Charles J. Belden was an American photographer known for his iconic photographs of the Pitchfork Ranch, near Meeteetse. Born in 1887 at San Francisco, Belden was influenced at a young age by his uncle who was a photographer. Belden was a graduate of the Massachusetts Institute of Technology (MIT). It was at MIT where he became friends with Eugene Phelps, whose family owned the Pitchfork Ranch. Following his graduation in 1910, Belden moved to Wyoming and married Frances Phelps, Eugene’s sister. In 1922, Belden became the co-manager of the Pitchfork Ranch. He was no cowboy, but did manage the ranch’s finances, while Eugene managed the stock raising and other ranch activities. Moving to Wyoming did not hamper Belden’s passion for photography; in fact, he bloomed there, taking thousands of images of the Pitchfork Ranch between 1910 and 1940. These mostly candid (but sometimes staged) photographs would ultimately make the Pitchfork famous, as they made the covers of National Geographic and Life magazines, two of the most important periodicals of the time. They also appeared in major newspapers, such as the Denver Post. His images were highly regarded for their composition and use of light. They were even more important for their documenting of western ranch techniques and daily ranch life.

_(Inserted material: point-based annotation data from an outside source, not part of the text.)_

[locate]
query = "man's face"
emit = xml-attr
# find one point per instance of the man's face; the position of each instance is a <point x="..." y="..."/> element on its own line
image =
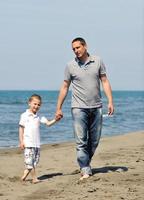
<point x="79" y="49"/>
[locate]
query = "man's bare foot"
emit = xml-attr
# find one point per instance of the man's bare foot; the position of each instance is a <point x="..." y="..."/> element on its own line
<point x="35" y="181"/>
<point x="26" y="173"/>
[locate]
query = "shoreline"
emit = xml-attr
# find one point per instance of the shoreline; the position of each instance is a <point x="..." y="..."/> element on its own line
<point x="117" y="166"/>
<point x="6" y="148"/>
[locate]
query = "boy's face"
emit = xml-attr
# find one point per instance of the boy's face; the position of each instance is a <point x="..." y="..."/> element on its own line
<point x="34" y="105"/>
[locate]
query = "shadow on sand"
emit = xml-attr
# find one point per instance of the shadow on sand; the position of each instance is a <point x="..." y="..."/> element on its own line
<point x="47" y="176"/>
<point x="109" y="169"/>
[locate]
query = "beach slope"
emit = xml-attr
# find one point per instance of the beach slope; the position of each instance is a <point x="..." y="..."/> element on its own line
<point x="118" y="172"/>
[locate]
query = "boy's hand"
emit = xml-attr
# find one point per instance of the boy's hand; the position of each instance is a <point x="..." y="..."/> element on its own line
<point x="22" y="146"/>
<point x="43" y="120"/>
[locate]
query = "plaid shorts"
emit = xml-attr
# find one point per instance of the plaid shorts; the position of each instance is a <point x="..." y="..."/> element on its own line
<point x="31" y="157"/>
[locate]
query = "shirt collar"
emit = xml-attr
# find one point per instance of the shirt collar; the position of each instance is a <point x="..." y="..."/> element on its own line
<point x="30" y="113"/>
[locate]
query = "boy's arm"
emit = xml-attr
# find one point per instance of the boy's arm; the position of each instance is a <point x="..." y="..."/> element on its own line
<point x="21" y="134"/>
<point x="44" y="120"/>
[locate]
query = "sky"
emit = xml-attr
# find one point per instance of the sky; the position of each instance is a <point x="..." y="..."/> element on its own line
<point x="36" y="35"/>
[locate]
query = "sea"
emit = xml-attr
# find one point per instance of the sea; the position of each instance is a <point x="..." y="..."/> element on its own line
<point x="128" y="116"/>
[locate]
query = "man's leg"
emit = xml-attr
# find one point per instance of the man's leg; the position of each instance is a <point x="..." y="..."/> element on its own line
<point x="80" y="122"/>
<point x="95" y="128"/>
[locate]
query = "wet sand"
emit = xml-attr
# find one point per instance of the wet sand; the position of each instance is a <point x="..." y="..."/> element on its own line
<point x="118" y="172"/>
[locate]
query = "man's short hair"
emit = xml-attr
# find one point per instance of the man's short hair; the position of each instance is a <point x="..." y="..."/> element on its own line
<point x="81" y="40"/>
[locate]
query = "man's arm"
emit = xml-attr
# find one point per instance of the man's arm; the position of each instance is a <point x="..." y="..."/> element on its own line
<point x="21" y="133"/>
<point x="62" y="95"/>
<point x="108" y="92"/>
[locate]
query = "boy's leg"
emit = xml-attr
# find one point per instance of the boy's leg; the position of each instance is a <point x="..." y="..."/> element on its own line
<point x="34" y="177"/>
<point x="36" y="160"/>
<point x="25" y="174"/>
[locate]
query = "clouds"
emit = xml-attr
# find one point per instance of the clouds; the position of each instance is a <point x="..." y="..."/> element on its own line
<point x="36" y="36"/>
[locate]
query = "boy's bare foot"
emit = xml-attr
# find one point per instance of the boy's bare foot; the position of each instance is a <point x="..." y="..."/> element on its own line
<point x="85" y="176"/>
<point x="26" y="173"/>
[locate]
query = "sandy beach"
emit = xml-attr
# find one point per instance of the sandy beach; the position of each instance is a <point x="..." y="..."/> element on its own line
<point x="118" y="172"/>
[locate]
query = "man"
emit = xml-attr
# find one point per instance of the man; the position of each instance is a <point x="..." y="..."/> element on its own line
<point x="85" y="73"/>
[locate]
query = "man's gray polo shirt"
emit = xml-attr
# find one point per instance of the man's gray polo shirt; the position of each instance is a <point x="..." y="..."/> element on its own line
<point x="85" y="80"/>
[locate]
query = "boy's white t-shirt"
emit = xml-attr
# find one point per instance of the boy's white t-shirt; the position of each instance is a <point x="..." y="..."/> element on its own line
<point x="31" y="124"/>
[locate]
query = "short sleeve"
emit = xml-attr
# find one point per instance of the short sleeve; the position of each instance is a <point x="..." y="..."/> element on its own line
<point x="67" y="76"/>
<point x="22" y="120"/>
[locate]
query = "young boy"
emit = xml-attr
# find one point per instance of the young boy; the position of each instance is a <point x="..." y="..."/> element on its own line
<point x="29" y="136"/>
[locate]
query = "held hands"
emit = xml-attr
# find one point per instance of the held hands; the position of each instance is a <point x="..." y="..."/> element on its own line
<point x="58" y="115"/>
<point x="22" y="146"/>
<point x="110" y="109"/>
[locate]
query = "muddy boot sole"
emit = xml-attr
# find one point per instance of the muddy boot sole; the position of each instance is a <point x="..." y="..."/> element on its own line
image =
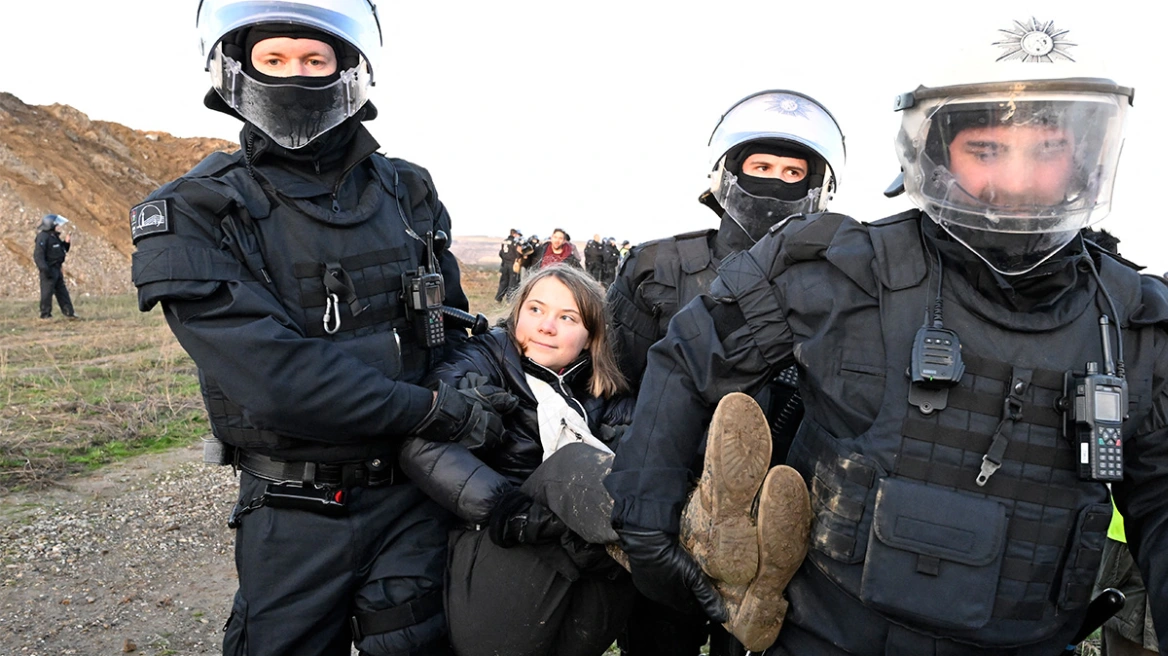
<point x="784" y="528"/>
<point x="717" y="528"/>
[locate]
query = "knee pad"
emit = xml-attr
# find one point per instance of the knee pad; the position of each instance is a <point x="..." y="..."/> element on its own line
<point x="417" y="627"/>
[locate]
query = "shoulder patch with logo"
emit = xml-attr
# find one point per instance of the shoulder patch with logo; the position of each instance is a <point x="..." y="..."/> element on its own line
<point x="147" y="218"/>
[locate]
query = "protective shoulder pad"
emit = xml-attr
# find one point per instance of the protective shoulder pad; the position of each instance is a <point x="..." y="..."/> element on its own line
<point x="1153" y="306"/>
<point x="825" y="236"/>
<point x="215" y="164"/>
<point x="226" y="175"/>
<point x="416" y="181"/>
<point x="694" y="250"/>
<point x="899" y="255"/>
<point x="1144" y="299"/>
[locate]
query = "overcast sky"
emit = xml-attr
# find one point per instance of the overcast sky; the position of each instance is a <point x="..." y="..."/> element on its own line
<point x="595" y="116"/>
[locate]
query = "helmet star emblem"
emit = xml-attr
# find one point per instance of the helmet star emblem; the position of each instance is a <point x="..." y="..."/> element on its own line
<point x="1035" y="42"/>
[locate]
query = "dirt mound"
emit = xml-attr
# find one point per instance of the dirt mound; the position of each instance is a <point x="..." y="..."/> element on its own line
<point x="54" y="159"/>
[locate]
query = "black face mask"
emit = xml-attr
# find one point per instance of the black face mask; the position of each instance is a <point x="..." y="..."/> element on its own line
<point x="771" y="187"/>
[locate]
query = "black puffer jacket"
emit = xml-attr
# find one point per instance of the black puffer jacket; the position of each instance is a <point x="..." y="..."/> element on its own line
<point x="468" y="483"/>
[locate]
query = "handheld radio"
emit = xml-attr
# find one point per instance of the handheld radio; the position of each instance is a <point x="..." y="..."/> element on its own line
<point x="424" y="292"/>
<point x="1096" y="405"/>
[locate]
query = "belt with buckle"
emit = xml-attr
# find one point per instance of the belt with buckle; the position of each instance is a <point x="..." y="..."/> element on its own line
<point x="370" y="473"/>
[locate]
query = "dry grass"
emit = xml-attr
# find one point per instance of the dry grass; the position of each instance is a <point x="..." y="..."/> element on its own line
<point x="75" y="395"/>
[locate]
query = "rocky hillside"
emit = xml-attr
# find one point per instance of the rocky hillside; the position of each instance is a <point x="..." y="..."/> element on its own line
<point x="56" y="160"/>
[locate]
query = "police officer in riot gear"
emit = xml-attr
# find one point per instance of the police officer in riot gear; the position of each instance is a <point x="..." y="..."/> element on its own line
<point x="49" y="256"/>
<point x="299" y="273"/>
<point x="773" y="154"/>
<point x="956" y="463"/>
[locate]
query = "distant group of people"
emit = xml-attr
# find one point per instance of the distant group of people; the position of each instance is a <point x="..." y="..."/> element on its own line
<point x="764" y="435"/>
<point x="602" y="257"/>
<point x="516" y="255"/>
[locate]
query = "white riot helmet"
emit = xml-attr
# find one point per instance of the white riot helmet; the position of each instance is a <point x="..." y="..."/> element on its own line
<point x="779" y="121"/>
<point x="1021" y="154"/>
<point x="292" y="111"/>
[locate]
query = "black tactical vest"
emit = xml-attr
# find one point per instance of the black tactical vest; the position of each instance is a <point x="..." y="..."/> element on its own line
<point x="683" y="266"/>
<point x="357" y="286"/>
<point x="901" y="523"/>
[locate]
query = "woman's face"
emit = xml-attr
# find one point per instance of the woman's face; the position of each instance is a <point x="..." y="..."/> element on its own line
<point x="550" y="329"/>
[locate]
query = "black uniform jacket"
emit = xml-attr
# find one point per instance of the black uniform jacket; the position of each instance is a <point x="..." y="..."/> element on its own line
<point x="50" y="250"/>
<point x="468" y="483"/>
<point x="237" y="265"/>
<point x="817" y="301"/>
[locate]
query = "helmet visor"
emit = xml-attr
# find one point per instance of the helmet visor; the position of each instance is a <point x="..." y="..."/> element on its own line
<point x="353" y="21"/>
<point x="1013" y="161"/>
<point x="292" y="114"/>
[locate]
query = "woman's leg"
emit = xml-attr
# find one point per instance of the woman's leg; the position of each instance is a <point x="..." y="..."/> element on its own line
<point x="571" y="484"/>
<point x="503" y="600"/>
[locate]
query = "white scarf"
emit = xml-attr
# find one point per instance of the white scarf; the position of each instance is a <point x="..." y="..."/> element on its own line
<point x="560" y="425"/>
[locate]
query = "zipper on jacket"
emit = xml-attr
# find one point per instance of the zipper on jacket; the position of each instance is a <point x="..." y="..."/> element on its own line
<point x="563" y="389"/>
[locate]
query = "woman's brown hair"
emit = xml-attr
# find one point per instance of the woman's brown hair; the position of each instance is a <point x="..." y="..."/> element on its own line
<point x="589" y="295"/>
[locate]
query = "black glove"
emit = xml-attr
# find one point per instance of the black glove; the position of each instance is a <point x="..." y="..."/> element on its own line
<point x="664" y="572"/>
<point x="479" y="388"/>
<point x="457" y="418"/>
<point x="519" y="520"/>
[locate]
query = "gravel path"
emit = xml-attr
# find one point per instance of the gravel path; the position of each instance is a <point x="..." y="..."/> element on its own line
<point x="136" y="558"/>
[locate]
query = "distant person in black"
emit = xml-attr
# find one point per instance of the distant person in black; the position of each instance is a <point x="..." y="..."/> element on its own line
<point x="610" y="256"/>
<point x="593" y="258"/>
<point x="509" y="265"/>
<point x="49" y="255"/>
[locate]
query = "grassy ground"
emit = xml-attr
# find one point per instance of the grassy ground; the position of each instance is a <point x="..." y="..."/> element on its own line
<point x="76" y="395"/>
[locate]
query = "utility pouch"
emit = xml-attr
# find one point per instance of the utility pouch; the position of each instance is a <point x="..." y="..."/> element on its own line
<point x="934" y="555"/>
<point x="1084" y="556"/>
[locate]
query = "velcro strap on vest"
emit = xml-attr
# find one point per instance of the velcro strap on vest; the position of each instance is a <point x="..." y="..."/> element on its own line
<point x="743" y="279"/>
<point x="414" y="612"/>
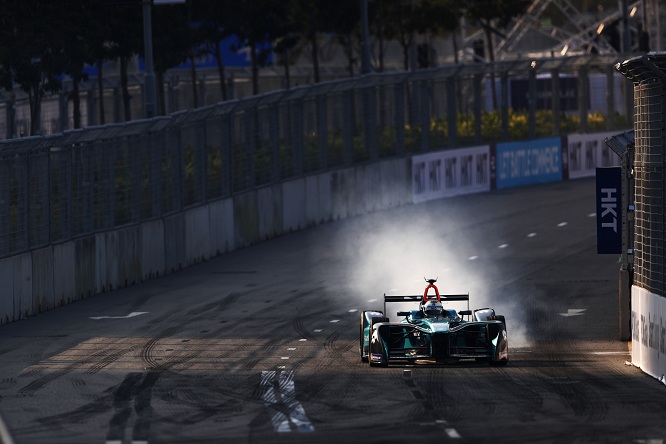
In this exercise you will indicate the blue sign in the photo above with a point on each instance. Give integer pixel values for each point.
(609, 210)
(234, 55)
(529, 162)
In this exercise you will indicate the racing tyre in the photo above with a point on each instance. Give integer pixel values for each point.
(374, 320)
(363, 358)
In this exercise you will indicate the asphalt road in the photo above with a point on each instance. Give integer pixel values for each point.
(261, 345)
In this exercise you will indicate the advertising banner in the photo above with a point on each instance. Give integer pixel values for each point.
(609, 210)
(528, 162)
(586, 152)
(648, 332)
(450, 173)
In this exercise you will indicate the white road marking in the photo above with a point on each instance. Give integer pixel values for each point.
(295, 414)
(278, 419)
(453, 434)
(131, 315)
(573, 312)
(296, 411)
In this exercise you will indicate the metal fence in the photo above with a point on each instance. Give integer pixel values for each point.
(649, 169)
(58, 187)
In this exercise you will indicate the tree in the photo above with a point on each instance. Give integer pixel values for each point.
(344, 20)
(172, 43)
(215, 21)
(491, 15)
(29, 54)
(258, 24)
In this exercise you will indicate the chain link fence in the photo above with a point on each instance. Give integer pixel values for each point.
(58, 187)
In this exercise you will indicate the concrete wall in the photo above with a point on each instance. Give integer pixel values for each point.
(60, 274)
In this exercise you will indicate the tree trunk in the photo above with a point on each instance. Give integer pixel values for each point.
(193, 80)
(35, 99)
(491, 58)
(160, 93)
(76, 101)
(315, 55)
(220, 70)
(255, 68)
(124, 82)
(100, 92)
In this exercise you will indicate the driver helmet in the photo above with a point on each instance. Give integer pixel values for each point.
(432, 308)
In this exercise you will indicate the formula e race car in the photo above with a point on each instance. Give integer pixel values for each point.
(433, 333)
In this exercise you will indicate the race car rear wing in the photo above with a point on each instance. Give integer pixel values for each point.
(415, 298)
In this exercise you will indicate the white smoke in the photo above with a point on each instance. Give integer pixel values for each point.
(392, 252)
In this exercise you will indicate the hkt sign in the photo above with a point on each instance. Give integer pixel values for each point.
(609, 210)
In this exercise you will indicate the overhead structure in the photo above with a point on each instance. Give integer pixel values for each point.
(582, 34)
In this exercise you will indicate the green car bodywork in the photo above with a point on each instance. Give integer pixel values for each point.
(442, 338)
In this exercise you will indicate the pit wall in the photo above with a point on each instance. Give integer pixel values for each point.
(63, 273)
(648, 332)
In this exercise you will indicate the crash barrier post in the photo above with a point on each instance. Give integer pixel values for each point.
(648, 291)
(99, 196)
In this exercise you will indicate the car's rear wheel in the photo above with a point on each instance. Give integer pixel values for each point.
(363, 358)
(374, 320)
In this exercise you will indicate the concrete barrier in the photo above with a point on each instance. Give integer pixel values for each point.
(270, 214)
(118, 260)
(152, 249)
(22, 285)
(318, 199)
(197, 234)
(294, 205)
(86, 270)
(7, 299)
(222, 226)
(340, 192)
(175, 256)
(246, 219)
(64, 270)
(42, 280)
(60, 274)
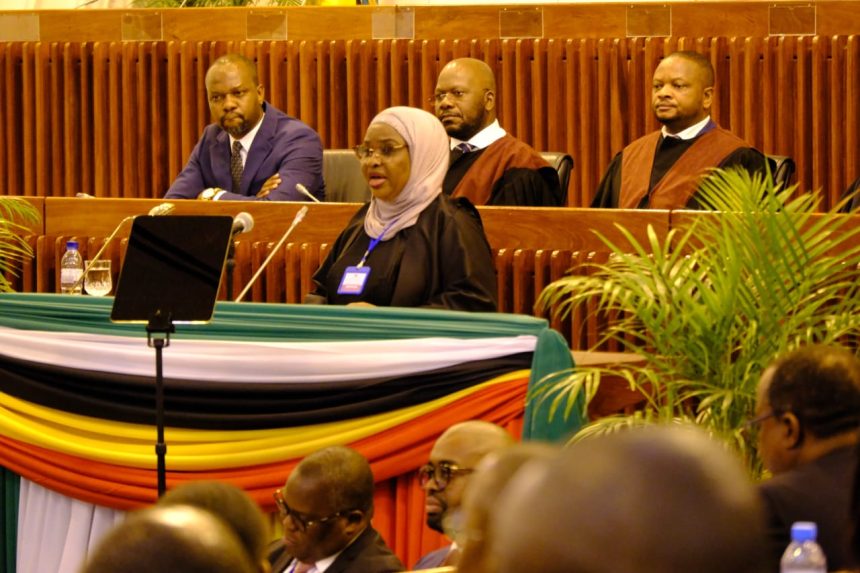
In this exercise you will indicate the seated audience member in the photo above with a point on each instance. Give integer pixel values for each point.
(489, 480)
(253, 151)
(808, 414)
(410, 245)
(454, 456)
(488, 166)
(178, 539)
(643, 500)
(663, 170)
(326, 506)
(234, 507)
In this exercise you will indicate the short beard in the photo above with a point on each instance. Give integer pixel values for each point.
(239, 131)
(434, 522)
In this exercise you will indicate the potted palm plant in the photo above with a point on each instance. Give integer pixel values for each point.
(710, 305)
(15, 214)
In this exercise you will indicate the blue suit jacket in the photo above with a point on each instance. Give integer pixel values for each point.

Unfortunately, the Belden’s divorced in 1940 and Charles moved to the Tampa-St. Petersburg area of Florida. Belden remarried and continued his photography there; this time, however, his subjects were “beach babes” and life along the Florida Gulf Coast, instead of cowboys and cattle. In fact, after the move, he changed his nickname from “Antelope Charlie” to “Seahorse Charlie.” His Florida photographs were never as popular as those taken in Wyoming, perhaps because most people by then had access to cheap cameras. The novelty of the photograph was gone. On February 1, 1966, Belden, who was suffering with Parkinson’s Disease, died of a self-inflicted gunshot wound.
Nowadays, the works of both men are collectable, but on different levels. In 2013, Christie’s in New York auctioned many of the Molesworth furnishings from Ranch A for millions of dollars. Belden’s Pitchfork prints can periodically be found at very modest prices. Yet value cannot always be measured in dollars. The Meeteetse Museums, located at 1947 State Street, showcase many of Belden ‘s prints, as well as the Phelps/Belden memorabilia. The museums also hold over a dozen Molesworth pieces, including some on which Molesworth and Belden collaborated. From office desks and dressers to chairs and curtain rods, the Meeteetse Museums offer a good introduction to the Molesworth style over time. Thousands of Belden’s images, digitized from glass plate negatives, can be viewed on the website of the American Heritage Center of the University of Wyoming.